Still, Google owns the technology developed by its employees, Rodriguez said.

Orkut is a "trusted" social network, meaning that you must be invited to join. The service sent out thousands of invitations Thursday to welcome individuals, according to Google.

Google regularly throws out new products and services to see if they stick. Google News, for example, began as the personal project of Google engineer Krishna Bharat in 2002. While Google still runs news search in "beta" form, it is gaining a wide audience on the Internet and is prominently promoted on Google's home page.

Orkut, if adopted into the Google family, would signal a dramatic shift in the company's direction, similar to its acquisition of Pyra Labs and Blogger, a tool for self-publishing to the Internet. The goal of a social networking service is a far cry from Google's long-stated mission of organizing the world's information. Instead of helping connect people to information on the Web, it would be helping people connect with other people.

It also once again raises the notion that Google aspires to become a portal like Yahoo, something that the company has long denied. Google already helps people shop, read news, thwart pop-up advertisements, get stock information and publish to the Web. With a social networking component, at the very least, it would likely feed investor demand for a public offering because of its diversified assets, financial analysts say. Investors expect Google to go public sometime in the spring.

Social networking sites like Friendster and Meetup.com are attracting fevered attention from Silicon Valley celebrities. Tim Koogle, Yahoo co-founder and its former chief executive officer, recently joined the board of Friendster and invested more than $1 million, along with former PayPal CEO Peter Thiel and Google board member Ram Shriram. Venture capitalists Kleiner Perkins Caufield & Byers and Benchmark Capital have already invested $10 million in the site.

eBay founder Pierre Omidyar also recently invested several million dollars and joined the board of directors of Meetup.com, a networking site that fosters offline meetings between interest groups and is fueling political organizing for presidential hopefuls Howard Dean and John Kerry. The Evite invitation service has moved to compete with Friendster, too.

Google itself has offered to buy Friendster, according to sources. Google declined to comment on rumors.

Still, the attention is inspiring me-too efforts by Internet mainstays. Personals service Match.com is planning to enter the market, Piper Jaffray senior analyst Safa Rashtchy said. Yahoo is a likely candidate, too, for creating a social networking service on top of its Yahoo Groups service, Rashtchy said.

"I'd be surprised if Yahoo's not thinking about this already," he said.
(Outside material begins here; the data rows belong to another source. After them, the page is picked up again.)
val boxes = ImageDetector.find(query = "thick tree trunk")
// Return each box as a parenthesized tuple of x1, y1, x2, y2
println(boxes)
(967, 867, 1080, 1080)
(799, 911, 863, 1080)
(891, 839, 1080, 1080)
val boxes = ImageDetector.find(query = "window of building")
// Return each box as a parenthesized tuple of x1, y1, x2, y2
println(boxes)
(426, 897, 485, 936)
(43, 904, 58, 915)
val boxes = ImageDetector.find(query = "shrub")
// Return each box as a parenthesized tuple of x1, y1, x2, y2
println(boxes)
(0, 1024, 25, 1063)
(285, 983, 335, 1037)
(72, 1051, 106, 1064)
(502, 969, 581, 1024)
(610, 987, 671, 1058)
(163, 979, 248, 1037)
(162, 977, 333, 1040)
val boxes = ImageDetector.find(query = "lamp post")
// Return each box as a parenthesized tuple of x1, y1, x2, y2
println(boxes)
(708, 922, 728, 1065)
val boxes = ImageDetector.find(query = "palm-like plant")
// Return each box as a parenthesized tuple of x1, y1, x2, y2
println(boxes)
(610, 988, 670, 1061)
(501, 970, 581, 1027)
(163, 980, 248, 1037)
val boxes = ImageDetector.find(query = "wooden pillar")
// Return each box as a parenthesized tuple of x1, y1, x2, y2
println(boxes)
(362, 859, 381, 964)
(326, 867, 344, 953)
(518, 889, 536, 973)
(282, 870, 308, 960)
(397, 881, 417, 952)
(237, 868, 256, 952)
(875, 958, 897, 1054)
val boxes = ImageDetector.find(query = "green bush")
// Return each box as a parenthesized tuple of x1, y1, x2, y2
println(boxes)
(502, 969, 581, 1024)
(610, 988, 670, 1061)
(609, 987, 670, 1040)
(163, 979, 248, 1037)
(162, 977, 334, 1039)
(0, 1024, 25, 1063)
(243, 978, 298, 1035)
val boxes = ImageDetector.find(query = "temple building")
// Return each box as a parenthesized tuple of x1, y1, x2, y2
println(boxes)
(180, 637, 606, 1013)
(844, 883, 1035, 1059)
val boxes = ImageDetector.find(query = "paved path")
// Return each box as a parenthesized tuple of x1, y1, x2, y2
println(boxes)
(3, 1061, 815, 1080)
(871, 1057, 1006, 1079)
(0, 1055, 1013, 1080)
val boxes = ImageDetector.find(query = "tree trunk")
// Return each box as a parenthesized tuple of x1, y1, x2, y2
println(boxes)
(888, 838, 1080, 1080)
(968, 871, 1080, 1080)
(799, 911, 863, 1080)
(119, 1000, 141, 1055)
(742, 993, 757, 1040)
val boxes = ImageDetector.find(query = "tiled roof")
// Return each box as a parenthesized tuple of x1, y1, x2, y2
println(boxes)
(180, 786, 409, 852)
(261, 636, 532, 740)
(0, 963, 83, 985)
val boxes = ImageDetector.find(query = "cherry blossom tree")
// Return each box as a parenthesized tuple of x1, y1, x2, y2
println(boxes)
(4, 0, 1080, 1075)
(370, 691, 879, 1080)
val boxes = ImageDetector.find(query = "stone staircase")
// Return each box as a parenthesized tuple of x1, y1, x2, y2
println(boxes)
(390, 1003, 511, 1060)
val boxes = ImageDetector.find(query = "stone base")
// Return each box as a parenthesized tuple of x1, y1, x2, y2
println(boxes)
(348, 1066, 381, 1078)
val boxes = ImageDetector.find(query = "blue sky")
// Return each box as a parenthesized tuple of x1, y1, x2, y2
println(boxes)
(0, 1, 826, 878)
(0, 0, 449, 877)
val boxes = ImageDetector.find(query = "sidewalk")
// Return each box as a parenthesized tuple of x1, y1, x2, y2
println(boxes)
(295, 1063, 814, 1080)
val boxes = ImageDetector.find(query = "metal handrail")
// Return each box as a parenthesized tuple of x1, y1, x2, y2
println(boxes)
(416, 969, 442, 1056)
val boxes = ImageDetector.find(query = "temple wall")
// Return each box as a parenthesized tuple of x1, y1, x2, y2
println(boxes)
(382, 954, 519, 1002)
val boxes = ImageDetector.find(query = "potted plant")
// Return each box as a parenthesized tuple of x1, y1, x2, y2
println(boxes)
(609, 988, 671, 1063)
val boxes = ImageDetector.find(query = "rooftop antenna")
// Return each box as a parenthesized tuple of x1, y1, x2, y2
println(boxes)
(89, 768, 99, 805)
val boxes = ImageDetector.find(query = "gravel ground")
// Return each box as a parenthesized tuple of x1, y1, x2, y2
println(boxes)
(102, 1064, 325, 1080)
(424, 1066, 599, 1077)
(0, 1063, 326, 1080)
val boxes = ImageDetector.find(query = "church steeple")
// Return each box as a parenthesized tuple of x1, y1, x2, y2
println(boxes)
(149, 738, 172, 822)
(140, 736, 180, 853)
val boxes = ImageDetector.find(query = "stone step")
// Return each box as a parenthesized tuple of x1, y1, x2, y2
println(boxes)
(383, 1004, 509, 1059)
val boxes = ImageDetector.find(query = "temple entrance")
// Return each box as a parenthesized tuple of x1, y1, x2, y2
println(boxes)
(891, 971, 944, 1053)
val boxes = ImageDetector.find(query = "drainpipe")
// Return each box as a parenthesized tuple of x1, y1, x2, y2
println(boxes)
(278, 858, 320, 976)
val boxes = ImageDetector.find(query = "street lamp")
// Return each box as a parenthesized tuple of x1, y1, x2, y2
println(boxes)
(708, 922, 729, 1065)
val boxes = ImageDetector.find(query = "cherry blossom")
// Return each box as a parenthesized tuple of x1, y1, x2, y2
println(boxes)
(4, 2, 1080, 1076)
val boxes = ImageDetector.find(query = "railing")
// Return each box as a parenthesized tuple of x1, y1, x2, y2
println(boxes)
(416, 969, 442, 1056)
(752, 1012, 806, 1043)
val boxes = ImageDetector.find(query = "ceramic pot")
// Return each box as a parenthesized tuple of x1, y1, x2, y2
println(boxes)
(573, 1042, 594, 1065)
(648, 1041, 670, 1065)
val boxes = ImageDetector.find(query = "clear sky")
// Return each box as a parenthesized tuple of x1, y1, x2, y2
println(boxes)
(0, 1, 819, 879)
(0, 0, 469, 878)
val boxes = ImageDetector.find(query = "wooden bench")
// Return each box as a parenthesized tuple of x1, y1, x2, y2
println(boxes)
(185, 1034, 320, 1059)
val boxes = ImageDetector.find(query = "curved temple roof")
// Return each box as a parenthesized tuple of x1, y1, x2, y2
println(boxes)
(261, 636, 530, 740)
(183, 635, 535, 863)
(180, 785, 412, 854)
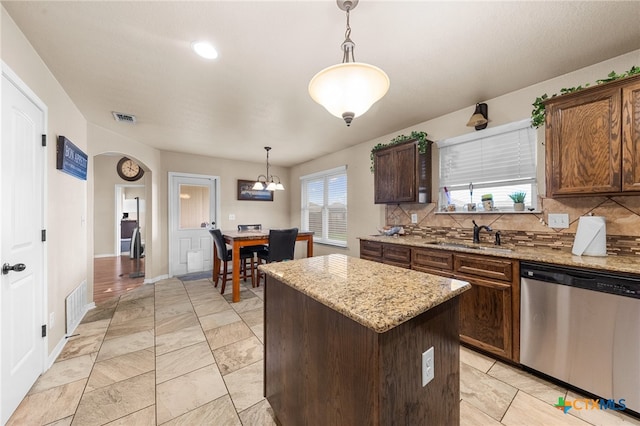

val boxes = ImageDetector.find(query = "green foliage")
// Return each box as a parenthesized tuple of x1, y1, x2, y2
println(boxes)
(531, 66, 640, 128)
(370, 131, 430, 172)
(508, 191, 526, 203)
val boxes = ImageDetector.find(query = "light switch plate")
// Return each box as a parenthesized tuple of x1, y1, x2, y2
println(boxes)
(548, 213, 569, 228)
(411, 213, 418, 224)
(228, 214, 236, 221)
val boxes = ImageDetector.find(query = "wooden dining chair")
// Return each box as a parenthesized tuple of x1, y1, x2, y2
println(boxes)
(209, 229, 255, 294)
(255, 228, 298, 287)
(237, 224, 267, 281)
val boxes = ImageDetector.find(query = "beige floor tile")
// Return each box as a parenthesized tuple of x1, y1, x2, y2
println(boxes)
(8, 379, 86, 426)
(488, 361, 567, 405)
(224, 360, 265, 412)
(45, 416, 73, 426)
(460, 399, 502, 426)
(155, 311, 199, 336)
(155, 301, 195, 322)
(251, 324, 264, 343)
(96, 329, 154, 362)
(460, 362, 518, 421)
(57, 332, 105, 362)
(156, 342, 215, 384)
(230, 296, 263, 314)
(111, 298, 155, 324)
(214, 335, 263, 376)
(502, 391, 591, 425)
(155, 365, 228, 424)
(238, 307, 263, 328)
(155, 324, 206, 356)
(104, 314, 154, 340)
(29, 354, 94, 394)
(119, 285, 155, 301)
(198, 309, 241, 331)
(193, 299, 232, 318)
(72, 371, 155, 426)
(460, 345, 496, 373)
(103, 405, 156, 425)
(154, 293, 190, 309)
(162, 395, 241, 426)
(86, 348, 155, 392)
(81, 306, 116, 324)
(565, 391, 640, 426)
(205, 320, 254, 350)
(73, 317, 112, 337)
(239, 399, 278, 426)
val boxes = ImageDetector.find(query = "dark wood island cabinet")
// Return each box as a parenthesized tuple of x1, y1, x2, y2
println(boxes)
(260, 254, 470, 425)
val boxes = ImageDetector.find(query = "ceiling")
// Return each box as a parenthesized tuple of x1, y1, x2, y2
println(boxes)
(3, 1, 640, 167)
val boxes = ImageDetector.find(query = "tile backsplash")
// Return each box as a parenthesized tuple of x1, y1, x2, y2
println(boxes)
(386, 195, 640, 257)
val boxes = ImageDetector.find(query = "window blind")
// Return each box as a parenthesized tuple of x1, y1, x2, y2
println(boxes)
(301, 165, 347, 247)
(438, 119, 537, 191)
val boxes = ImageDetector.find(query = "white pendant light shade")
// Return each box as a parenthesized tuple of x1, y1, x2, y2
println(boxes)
(252, 181, 265, 190)
(309, 62, 389, 121)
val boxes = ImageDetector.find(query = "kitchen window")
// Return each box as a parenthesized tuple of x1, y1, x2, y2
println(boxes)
(300, 166, 347, 247)
(437, 119, 538, 211)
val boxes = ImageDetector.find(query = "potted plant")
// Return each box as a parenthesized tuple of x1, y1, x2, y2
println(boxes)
(508, 191, 526, 211)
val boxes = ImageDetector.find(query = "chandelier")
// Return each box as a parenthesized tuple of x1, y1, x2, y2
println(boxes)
(253, 147, 284, 191)
(308, 0, 390, 126)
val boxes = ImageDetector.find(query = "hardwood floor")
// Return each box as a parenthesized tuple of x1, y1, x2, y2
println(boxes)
(93, 255, 145, 304)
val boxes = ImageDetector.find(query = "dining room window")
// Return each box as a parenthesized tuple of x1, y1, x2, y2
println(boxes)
(300, 165, 347, 247)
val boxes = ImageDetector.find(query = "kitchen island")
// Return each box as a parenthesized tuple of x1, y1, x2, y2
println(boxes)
(260, 254, 471, 425)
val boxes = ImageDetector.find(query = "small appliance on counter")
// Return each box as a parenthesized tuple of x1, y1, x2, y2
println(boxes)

The allure is in hosting a never-ending party of online connections, and eventually inspiring people to pay for it. Social networks are increasingly inciting people to spend hours online with their sites. Friendster, for example, had roughly 1 million people spend an average of 35 minutes on its site in November, according to figures from Nielsen/NetRatings, a market researcher. That amount bested time spent with Yahoo Groups, which was about 29 minutes.

Even though social networks have drawn interest from Web surfers and investors, the business model to sustain them has not been proven yet. Sponsored search listings are Google's primary means for making money, and although such text ads are peppered throughout sites like Friendster, people click on ads more often when they are searching for something.

One trend that could affect the market opportunity for social networking sites is consumers' growing willingness to pay for online services such as dating. Yet it's uncertain that online networking will prove indispensable in that regard.

For Buyukkokten at least, social engineering is a passion and the evolution of similar projects. He created two social networking sites--Clubnexus and Incircle--while at Stanford to help students stay connected. "The spirit of Orkut speaks to what engineers are capable of doing here at Google in that 20 percent of time," Rodriguez said.

CNET News.com's Jim Hu contributed to this report.